So, we want to bring this discussion into the twenty-first century… Because, I’ve seen that, a woman who is overly concerned with her beauty and whether she has a man in her life; will also be a woman who might get involved in “Missionary dating”… And this is where a Christian woman might allow herself to get romantically involved with an unbeliever, or with a marginal Christian man; often attributing the need for this, to the scarcity of available, quality, Christian men... But a Christan woman might also "Missionary date", with the perceived intention of using her beauty and availability as a form of bait, to bring about the salvation, or spiritual enrichment of a prospective boyfriend and husband… And I believe that Ruth knew those kinds of relationships were nothing but a time-wasting trap; and I hope you are wise enough to avoid those things as well…

Because girlfriend; I hope you know, that meeting a man in a club somewhere and bringing him to your church or to your singles group; and expecting this man to get saved and to walk with God, and then; to be your boyfriend and your husband; is a very tall order, indeed… And, I hope you know that missionary dating doesn't work... And, I also hope you know it’s just not your job as a Christian, to use your singleness as a salvation tool for the opposite sex... And I truly hope you're aware; that it's dangerous to believe you can fulfill your ministry and your romantic aspirations at the same time… Because, giving your heart to unbelievers and marginal Christians is defined in the Bible as being "Unequally yoked", and those relationships and marriages will rarely be very fulfilling for you. And difficult relationships will very simply waste your life... Now girl, I know this might be hard truth for you to hear; but I also hope you know it's right...

And I also hope you know, you won't be able to permanently change a man, with your romantic influence over him... Because, if a man isn't the person he needs to be when you meet him; chances are, he'll never really be that person in your lifetime... And ladies, I simply want to affirm to you that; if you have been frustrated with your lack of success in finding Mr. Wonderful... Please don’t lower your standards to make room for Mr. Not-Ready-Yet; or Mr. Never-Will-Be-Ready-At-All… And, if you are in a relationship with one of these individuals, I hope you will have the courage to extricate yourself from it very quickly…

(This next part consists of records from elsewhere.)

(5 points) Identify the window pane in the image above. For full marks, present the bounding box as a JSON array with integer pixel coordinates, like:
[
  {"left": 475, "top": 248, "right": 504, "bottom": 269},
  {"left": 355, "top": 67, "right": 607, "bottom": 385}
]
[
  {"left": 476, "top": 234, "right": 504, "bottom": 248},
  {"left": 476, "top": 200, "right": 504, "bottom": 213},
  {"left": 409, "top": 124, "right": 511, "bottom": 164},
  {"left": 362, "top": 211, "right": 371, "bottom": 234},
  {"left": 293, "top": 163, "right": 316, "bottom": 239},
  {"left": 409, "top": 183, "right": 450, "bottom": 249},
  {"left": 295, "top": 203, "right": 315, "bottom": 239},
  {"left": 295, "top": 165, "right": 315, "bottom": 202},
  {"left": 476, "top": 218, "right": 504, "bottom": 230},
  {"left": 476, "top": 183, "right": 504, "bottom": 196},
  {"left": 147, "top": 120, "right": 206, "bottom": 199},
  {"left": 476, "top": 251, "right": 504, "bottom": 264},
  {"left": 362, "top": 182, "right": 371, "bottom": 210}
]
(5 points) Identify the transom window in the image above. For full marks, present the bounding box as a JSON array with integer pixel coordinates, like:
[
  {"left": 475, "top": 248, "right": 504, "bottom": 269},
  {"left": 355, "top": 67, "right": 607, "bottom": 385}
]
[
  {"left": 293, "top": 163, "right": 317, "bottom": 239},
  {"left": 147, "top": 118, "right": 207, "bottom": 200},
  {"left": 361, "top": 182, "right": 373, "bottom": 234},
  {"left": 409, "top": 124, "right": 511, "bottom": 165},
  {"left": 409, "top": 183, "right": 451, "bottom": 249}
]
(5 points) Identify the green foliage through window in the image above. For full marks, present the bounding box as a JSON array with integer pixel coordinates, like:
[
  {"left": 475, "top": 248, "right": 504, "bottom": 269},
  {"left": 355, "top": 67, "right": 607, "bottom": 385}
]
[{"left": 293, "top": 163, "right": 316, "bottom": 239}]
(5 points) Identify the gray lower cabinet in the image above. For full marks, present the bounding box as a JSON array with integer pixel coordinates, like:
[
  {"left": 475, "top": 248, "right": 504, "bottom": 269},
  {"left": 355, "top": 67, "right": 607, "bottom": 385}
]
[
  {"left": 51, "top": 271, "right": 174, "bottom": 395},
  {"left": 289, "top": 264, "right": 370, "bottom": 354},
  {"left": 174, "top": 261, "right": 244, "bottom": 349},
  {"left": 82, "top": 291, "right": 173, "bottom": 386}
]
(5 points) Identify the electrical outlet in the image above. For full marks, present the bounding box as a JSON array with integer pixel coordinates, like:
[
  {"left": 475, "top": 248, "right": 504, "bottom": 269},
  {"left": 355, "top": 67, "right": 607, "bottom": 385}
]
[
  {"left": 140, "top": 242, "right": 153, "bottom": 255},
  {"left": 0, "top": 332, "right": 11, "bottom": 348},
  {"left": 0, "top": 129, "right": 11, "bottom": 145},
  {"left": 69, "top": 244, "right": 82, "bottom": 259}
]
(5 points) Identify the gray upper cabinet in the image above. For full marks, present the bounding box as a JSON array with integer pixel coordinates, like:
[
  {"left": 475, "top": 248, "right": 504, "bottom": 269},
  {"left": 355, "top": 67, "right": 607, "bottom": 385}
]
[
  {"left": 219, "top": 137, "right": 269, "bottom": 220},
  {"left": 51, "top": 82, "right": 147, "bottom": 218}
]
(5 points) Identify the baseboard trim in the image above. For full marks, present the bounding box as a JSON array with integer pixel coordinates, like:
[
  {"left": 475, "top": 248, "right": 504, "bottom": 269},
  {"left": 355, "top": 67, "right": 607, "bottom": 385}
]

See ladies, if you meet an unbeliever, and you fall for him; and you begin to pray for him… I want you to know, that even if God answers your prayer and this person gets saved… You will still, at this point, be in a relationship with a baby Christian… And, a baby Christian is not the respectable leader you are really looking for… A baby Christian will probably blow out of his faith a few times; and he will probably have to go through several long seasons of very slow growth, and a few long periods of very dumb ideas; before he gets rooted and grounded in the Word; if, in fact, he ever does… And, that might sound a little harsh; but just remember; you and I have needed to simmer at very low boil, for a very long time, to mature and to become tender and workable in the hands of the Lord… So, you would really do better, not to circumvent that process in someone's life; just so you can have that person next to you, as a baby Christian...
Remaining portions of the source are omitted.